Unicef alerta

Mais de 30 mil crianças chegaram à Arménia em grave sofrimento psicológico

| 10 Out 2023

Criança refugiada chega à Arménia vinda de Nagorno-Karabakh. Foto UNICEFUNI444674Zelya

Estas crianças “estão a lidar com sentimentos intensos de tristeza, ansiedade, medo e raiva”, afirma a Unicef.  Foto © UNICEF/UNI444674/Zelya.

 

São já mais de 30 mil as crianças refugiadas que chegaram à Arménia nas últimas duas semanas, e na sua generalidade mostram sinais de sofrimento psicológico grave, alertam os relatórios dos assistentes sociais apoiados pela Unicef que têm prestado cuidados especializados às famílias que fugiram das suas casas na sequência da ofensiva militar ao território de Nagorno-Karabakh.

De acordo com um comunicado divulgado pela organização esta terça-feira, 10 de outubro – em que se assinala o Dia Mundial da Saúde Mental-, estas crianças “estão a lidar com sentimentos intensos de tristeza, ansiedade, medo e raiva”, o que se manifesta, em alguns casos, “em pesadelos, enurese noturna e choro inconsolável”. Outras crianças “fecharam-se e tornaram-se desapegadas, incapazes de expressar emoções ou de se conectar com a situação que as rodeia”. “Todos correm o risco de deteriorar a saúde mental sem apoio imediato”, alerta a Unicef.
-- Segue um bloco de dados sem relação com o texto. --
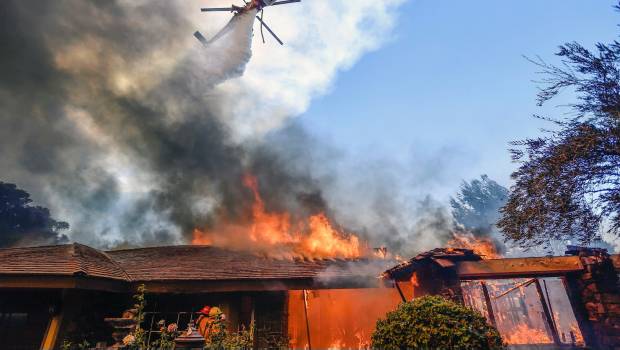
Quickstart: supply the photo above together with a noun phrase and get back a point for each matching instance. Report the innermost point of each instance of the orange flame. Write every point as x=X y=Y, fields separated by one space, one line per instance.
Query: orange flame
x=274 y=233
x=523 y=334
x=481 y=246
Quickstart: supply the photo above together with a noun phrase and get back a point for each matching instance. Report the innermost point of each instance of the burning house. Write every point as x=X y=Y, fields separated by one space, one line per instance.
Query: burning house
x=48 y=294
x=58 y=292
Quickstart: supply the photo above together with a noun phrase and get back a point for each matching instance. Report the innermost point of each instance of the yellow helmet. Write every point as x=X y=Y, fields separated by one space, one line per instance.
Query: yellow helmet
x=215 y=311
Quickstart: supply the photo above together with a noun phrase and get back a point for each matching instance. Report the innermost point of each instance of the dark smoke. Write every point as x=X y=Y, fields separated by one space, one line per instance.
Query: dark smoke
x=106 y=119
x=48 y=92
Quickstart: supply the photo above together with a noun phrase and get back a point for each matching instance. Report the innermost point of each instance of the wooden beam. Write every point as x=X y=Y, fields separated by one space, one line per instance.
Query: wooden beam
x=193 y=286
x=518 y=267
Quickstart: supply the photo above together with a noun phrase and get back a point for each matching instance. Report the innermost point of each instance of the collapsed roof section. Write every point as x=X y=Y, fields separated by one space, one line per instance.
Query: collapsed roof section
x=439 y=257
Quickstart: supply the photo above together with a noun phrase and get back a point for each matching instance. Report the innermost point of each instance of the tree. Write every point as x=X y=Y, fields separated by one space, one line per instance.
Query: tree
x=432 y=322
x=22 y=223
x=567 y=185
x=477 y=205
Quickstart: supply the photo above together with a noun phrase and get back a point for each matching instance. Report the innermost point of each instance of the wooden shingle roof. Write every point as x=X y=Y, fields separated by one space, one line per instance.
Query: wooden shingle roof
x=191 y=264
x=214 y=264
x=61 y=260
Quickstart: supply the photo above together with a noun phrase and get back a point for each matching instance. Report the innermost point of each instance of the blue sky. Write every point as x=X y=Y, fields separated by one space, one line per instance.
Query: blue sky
x=451 y=87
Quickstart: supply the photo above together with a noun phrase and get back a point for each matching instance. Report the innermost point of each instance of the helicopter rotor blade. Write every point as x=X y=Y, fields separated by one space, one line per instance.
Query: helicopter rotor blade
x=269 y=30
x=284 y=2
x=262 y=15
x=217 y=9
x=201 y=38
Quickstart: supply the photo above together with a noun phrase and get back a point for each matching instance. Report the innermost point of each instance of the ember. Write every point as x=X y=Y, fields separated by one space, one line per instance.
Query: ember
x=276 y=234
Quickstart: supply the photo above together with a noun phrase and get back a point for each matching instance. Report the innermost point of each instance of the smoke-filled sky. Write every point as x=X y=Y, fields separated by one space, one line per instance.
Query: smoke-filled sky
x=115 y=117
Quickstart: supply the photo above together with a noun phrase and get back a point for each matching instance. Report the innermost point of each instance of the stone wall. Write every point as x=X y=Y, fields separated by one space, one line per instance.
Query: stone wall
x=597 y=289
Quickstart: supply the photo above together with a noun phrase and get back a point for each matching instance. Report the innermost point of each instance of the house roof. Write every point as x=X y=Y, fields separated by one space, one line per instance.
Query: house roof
x=177 y=263
x=61 y=260
x=210 y=263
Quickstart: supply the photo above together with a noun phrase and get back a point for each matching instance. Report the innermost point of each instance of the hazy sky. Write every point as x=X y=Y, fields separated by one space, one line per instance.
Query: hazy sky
x=452 y=87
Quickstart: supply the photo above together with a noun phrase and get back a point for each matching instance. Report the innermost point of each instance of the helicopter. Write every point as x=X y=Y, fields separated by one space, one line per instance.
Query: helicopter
x=258 y=5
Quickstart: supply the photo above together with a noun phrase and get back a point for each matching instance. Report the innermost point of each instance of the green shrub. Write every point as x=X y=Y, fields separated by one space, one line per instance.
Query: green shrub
x=432 y=322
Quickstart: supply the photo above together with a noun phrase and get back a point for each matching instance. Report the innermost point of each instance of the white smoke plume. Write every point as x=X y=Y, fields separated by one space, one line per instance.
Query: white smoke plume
x=109 y=114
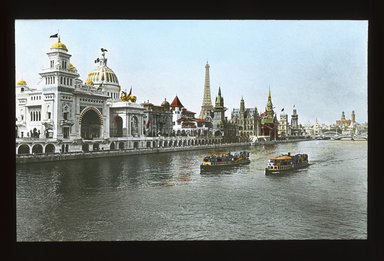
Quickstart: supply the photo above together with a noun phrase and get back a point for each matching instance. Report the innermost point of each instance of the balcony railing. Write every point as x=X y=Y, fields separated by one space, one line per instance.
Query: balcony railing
x=66 y=123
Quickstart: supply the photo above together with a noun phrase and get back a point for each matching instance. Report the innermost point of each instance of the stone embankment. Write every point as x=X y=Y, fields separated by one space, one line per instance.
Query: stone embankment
x=37 y=158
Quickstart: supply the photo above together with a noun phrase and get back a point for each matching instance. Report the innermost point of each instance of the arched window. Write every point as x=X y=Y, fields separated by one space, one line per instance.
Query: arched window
x=134 y=126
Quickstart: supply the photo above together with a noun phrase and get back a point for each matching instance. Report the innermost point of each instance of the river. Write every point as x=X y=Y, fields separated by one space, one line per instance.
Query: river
x=165 y=197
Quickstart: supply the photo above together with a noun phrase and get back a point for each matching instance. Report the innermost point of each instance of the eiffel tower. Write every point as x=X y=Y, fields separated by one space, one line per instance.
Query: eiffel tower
x=207 y=103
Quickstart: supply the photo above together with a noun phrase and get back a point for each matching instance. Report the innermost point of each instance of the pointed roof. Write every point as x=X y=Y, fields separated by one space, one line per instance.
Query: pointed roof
x=176 y=103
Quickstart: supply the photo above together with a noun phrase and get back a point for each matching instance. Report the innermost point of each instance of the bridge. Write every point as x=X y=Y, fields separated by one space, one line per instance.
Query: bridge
x=336 y=136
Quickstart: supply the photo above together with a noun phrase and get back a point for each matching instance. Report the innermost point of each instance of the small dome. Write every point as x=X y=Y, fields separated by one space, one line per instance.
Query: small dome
x=165 y=103
x=72 y=68
x=89 y=82
x=59 y=45
x=21 y=83
x=103 y=74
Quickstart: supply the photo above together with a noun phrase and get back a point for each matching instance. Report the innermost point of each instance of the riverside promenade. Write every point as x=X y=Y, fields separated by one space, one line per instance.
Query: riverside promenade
x=50 y=157
x=37 y=158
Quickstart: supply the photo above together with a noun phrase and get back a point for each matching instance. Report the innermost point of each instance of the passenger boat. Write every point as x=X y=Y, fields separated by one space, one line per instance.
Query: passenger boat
x=215 y=160
x=286 y=162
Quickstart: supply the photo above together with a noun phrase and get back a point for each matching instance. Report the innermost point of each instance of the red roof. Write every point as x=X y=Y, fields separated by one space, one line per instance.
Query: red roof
x=188 y=112
x=201 y=120
x=176 y=103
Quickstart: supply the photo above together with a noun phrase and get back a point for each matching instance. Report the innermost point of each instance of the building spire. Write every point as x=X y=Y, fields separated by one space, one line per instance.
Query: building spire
x=269 y=94
x=206 y=107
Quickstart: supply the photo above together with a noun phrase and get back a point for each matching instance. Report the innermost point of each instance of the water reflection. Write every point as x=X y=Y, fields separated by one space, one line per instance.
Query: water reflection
x=166 y=197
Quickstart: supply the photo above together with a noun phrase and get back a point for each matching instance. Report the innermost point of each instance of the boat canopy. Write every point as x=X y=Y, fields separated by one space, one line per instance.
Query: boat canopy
x=284 y=157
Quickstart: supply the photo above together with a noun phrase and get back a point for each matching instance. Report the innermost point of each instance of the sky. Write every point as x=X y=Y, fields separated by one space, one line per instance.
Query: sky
x=317 y=67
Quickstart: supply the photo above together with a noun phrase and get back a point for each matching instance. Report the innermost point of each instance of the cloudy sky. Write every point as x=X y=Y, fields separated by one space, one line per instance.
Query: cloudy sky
x=318 y=66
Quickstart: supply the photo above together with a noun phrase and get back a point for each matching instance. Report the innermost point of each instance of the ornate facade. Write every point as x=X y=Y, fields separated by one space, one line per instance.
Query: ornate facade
x=269 y=123
x=247 y=120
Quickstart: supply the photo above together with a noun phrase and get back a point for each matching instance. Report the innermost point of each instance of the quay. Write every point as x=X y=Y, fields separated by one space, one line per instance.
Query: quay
x=50 y=157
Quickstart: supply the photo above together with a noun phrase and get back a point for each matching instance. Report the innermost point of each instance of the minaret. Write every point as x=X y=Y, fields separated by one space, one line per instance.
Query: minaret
x=269 y=108
x=219 y=111
x=353 y=117
x=207 y=103
x=294 y=120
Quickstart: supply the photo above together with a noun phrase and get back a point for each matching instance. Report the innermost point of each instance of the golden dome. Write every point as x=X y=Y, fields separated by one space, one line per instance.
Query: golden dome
x=71 y=67
x=89 y=82
x=103 y=74
x=21 y=83
x=59 y=45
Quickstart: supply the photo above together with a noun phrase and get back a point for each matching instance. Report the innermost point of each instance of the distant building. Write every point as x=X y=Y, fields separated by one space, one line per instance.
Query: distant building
x=206 y=107
x=296 y=129
x=247 y=120
x=284 y=128
x=343 y=122
x=157 y=119
x=220 y=124
x=185 y=123
x=269 y=123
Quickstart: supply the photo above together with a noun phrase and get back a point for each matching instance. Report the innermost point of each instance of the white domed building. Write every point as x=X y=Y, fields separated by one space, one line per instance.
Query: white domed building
x=104 y=77
x=64 y=114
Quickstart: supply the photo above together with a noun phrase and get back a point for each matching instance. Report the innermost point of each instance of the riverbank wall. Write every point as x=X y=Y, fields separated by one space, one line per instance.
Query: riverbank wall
x=37 y=158
x=51 y=157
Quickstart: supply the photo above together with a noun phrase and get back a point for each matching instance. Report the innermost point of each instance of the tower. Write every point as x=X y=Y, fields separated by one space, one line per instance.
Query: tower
x=59 y=80
x=269 y=108
x=353 y=117
x=294 y=120
x=218 y=113
x=206 y=107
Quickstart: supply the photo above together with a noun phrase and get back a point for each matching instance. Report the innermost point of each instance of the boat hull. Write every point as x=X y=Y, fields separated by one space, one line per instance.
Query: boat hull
x=220 y=166
x=269 y=171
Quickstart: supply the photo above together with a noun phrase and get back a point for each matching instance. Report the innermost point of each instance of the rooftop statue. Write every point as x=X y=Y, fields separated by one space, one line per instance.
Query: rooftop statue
x=129 y=97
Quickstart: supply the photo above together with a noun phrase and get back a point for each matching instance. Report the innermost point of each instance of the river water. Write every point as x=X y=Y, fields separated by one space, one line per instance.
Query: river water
x=165 y=197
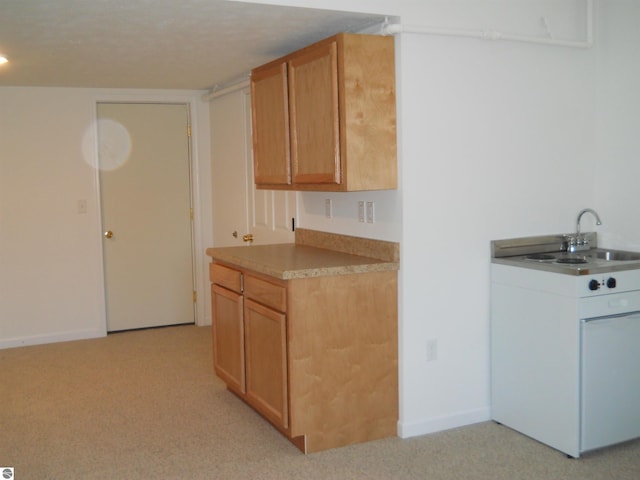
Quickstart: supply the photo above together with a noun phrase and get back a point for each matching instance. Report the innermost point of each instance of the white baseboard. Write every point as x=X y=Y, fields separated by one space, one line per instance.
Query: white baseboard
x=51 y=338
x=438 y=424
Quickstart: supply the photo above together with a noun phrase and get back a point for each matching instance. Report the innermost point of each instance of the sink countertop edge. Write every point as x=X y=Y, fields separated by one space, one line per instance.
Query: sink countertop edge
x=288 y=261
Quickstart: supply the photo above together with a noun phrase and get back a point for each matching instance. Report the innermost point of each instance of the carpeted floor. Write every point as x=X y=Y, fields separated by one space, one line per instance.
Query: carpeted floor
x=146 y=405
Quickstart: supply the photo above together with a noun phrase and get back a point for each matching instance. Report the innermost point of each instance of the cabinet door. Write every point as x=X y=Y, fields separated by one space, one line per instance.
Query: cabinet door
x=228 y=337
x=267 y=362
x=313 y=100
x=270 y=121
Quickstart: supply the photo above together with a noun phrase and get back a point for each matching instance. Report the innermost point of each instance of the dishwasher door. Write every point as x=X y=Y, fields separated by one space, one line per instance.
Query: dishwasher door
x=610 y=387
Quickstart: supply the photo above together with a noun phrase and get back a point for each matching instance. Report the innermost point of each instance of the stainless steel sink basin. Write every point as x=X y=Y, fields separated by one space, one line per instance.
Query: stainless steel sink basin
x=614 y=255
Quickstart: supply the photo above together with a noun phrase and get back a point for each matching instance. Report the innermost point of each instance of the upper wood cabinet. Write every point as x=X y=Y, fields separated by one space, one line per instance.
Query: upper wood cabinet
x=324 y=117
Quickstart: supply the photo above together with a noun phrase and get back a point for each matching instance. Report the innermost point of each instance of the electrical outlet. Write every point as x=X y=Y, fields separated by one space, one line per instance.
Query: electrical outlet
x=432 y=349
x=361 y=211
x=370 y=212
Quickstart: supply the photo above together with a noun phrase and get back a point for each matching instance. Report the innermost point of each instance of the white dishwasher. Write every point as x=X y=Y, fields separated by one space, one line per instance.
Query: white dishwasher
x=610 y=380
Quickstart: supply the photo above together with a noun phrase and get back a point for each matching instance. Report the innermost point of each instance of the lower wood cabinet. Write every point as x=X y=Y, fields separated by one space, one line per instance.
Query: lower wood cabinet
x=316 y=357
x=266 y=357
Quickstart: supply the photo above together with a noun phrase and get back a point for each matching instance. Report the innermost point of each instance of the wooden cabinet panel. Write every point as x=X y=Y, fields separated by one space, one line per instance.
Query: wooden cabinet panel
x=226 y=277
x=314 y=121
x=266 y=351
x=270 y=118
x=324 y=117
x=227 y=329
x=317 y=356
x=267 y=293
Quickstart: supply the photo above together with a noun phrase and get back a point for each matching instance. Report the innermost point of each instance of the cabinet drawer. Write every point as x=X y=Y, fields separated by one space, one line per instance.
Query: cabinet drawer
x=226 y=277
x=266 y=293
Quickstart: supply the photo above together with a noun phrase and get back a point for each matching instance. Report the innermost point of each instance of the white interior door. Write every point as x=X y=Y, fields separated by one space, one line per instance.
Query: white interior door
x=238 y=208
x=146 y=214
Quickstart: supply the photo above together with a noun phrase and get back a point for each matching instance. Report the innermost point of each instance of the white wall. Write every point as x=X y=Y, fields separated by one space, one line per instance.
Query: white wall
x=618 y=102
x=51 y=284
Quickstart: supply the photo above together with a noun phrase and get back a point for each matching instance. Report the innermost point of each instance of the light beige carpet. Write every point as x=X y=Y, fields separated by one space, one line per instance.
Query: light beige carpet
x=146 y=405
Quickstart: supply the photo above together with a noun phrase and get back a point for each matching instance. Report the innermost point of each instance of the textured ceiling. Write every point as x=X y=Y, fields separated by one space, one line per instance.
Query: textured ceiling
x=168 y=44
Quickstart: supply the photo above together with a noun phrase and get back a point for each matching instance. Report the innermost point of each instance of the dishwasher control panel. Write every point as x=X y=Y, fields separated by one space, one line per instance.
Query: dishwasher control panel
x=608 y=282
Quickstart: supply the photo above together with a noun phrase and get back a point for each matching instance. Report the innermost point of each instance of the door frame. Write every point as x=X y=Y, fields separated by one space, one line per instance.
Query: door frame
x=199 y=223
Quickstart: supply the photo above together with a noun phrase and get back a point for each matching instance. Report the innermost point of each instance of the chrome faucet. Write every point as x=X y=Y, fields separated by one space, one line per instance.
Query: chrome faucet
x=582 y=212
x=578 y=242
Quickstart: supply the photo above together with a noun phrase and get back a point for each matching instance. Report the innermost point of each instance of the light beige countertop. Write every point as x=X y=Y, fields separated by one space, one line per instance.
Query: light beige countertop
x=314 y=254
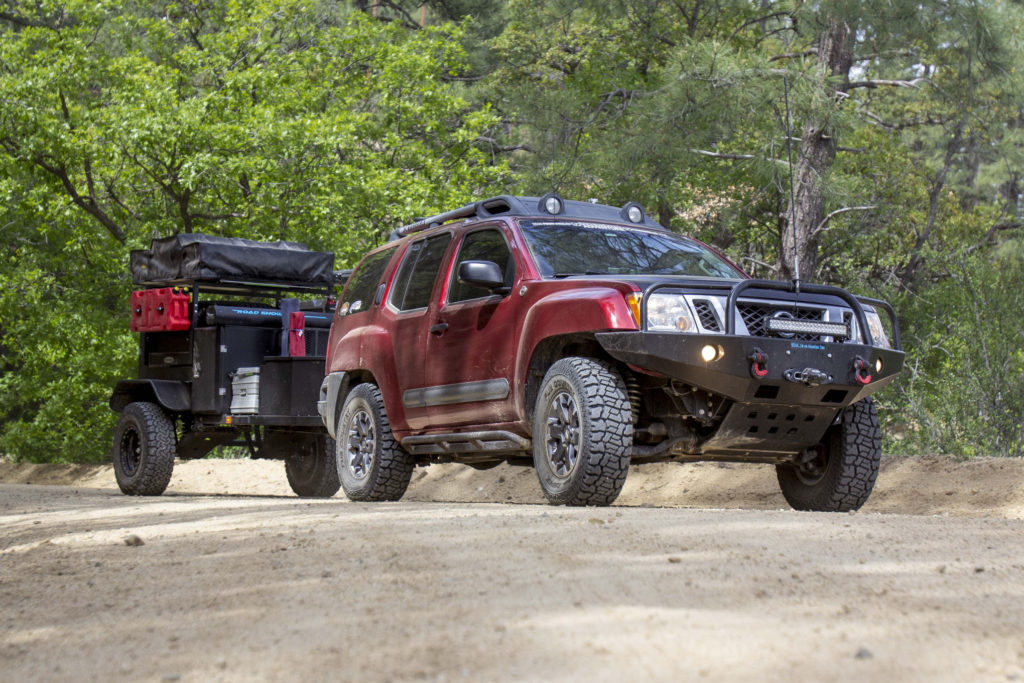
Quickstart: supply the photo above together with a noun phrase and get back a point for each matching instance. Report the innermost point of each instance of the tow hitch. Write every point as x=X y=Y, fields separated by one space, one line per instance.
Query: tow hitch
x=808 y=376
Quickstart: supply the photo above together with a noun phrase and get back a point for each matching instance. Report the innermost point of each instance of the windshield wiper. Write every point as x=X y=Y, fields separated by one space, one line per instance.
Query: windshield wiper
x=588 y=272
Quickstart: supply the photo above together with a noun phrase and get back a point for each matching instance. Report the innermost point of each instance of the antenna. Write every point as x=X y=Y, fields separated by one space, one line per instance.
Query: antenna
x=793 y=199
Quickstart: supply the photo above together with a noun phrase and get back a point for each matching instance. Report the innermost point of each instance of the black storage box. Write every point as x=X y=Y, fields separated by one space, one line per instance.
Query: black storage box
x=290 y=385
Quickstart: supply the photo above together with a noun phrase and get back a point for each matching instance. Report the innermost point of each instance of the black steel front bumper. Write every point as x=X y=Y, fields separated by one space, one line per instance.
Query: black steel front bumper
x=784 y=392
x=788 y=367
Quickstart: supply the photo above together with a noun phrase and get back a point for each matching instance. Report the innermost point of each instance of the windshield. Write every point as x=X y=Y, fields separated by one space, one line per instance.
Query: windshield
x=577 y=248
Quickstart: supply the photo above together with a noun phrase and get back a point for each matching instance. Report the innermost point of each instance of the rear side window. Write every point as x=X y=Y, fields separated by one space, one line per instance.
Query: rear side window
x=481 y=246
x=359 y=292
x=415 y=281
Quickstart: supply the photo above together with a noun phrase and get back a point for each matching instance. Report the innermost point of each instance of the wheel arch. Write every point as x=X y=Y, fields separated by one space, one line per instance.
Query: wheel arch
x=347 y=381
x=551 y=349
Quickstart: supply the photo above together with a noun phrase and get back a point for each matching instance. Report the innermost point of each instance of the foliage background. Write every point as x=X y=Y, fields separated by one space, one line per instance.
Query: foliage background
x=332 y=122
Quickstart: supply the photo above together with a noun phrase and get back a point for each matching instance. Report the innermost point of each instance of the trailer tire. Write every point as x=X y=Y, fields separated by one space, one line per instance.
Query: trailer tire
x=312 y=470
x=144 y=444
x=373 y=466
x=841 y=473
x=583 y=433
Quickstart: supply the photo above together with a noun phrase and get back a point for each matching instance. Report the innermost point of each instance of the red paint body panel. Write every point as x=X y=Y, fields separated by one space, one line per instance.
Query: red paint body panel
x=486 y=339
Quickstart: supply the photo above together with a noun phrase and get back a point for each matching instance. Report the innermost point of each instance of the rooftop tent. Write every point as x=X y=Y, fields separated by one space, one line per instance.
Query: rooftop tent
x=208 y=258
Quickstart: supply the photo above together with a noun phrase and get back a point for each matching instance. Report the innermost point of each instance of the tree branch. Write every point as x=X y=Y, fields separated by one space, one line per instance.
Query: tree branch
x=793 y=55
x=885 y=83
x=824 y=221
x=1006 y=225
x=721 y=155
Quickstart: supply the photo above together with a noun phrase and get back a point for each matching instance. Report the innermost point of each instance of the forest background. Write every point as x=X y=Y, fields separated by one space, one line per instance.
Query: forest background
x=332 y=122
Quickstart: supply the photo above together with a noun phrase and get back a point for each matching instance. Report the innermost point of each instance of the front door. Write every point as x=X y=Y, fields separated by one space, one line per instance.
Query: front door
x=472 y=340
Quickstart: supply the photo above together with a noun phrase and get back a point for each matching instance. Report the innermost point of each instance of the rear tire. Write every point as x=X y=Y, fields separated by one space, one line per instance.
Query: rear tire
x=840 y=474
x=312 y=469
x=583 y=433
x=144 y=444
x=372 y=465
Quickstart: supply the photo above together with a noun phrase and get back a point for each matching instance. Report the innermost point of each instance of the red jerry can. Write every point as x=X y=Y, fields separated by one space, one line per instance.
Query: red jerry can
x=165 y=309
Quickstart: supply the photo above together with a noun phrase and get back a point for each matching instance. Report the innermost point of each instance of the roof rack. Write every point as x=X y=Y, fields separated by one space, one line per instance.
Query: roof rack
x=542 y=207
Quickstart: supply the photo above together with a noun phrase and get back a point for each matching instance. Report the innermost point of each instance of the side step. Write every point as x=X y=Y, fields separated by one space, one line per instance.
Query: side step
x=491 y=442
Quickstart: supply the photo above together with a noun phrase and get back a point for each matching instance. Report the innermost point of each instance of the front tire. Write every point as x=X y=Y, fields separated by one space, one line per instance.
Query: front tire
x=312 y=469
x=840 y=473
x=144 y=444
x=583 y=433
x=372 y=465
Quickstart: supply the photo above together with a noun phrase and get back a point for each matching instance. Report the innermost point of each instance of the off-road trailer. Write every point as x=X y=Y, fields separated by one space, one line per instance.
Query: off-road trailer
x=232 y=338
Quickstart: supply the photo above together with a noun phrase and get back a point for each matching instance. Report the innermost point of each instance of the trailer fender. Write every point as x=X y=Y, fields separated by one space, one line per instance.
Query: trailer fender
x=169 y=394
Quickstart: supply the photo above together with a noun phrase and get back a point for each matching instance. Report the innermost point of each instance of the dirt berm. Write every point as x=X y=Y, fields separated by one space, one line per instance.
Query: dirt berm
x=922 y=485
x=231 y=578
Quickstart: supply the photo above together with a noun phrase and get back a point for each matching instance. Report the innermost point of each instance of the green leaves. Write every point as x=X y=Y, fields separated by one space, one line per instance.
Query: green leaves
x=275 y=119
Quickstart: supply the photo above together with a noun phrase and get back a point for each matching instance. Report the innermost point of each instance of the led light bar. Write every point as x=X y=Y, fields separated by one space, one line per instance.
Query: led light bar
x=790 y=326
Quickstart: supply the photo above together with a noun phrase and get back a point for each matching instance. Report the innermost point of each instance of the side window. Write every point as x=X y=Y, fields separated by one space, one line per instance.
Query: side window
x=481 y=246
x=418 y=272
x=359 y=291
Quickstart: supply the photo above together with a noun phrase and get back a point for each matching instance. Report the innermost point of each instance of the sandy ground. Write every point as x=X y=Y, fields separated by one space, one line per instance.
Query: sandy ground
x=466 y=580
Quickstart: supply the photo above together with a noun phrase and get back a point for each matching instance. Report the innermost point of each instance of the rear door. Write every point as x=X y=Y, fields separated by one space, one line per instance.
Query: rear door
x=471 y=343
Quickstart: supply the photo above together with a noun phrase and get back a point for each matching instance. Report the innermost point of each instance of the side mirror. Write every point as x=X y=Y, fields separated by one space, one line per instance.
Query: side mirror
x=486 y=274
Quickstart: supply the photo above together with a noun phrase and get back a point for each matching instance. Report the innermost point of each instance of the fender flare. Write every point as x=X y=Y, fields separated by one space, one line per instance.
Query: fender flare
x=335 y=385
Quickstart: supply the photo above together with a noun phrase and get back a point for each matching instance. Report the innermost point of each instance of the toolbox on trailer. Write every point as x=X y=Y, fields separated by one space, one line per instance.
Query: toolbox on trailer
x=232 y=340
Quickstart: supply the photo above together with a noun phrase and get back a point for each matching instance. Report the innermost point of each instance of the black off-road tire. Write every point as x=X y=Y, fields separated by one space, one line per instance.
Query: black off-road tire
x=312 y=469
x=144 y=444
x=843 y=474
x=373 y=466
x=583 y=433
O Fundo de Apoio à Infância das Nações Unidas assinala ainda que, já antes de terem sido forçadas ao deslocamento, muitas destas crianças não tinham acesso contínuo a uma educação de qualidade e viviam num ambiente inseguro, com medo de ataques.

“Estamos a ver agora até que ponto estas crianças sofreram. O deslocamento e as hostilidades, agravados pela privação, causaram estragos na sua saúde física e mental e no seu bem-estar psicológico. Sem apoio sustentado, as crianças correm o risco de sofrer os efeitos destes acontecimentos profundamente angustiantes nos próximos anos”, afirma Christine Weigand, representante da Unicef na Arménia, citada no comunicado.

A organização apela, por isso, a “um investimento adequado na saúde mental e no apoio psicossocial às crianças”, não só a nível imediato, “mas também a longo prazo, uma vez que as famílias continuarão a lidar com perdas e stress pós-traumático”.

Atualmente no terreno com várias equipas móveis, a Unicef está a trabalhar com o Governo local e outros parceiros para assegurar esse apoio, bem como a formação de outros profissionais que possam dar seguimento ao trabalho já desenvolvido.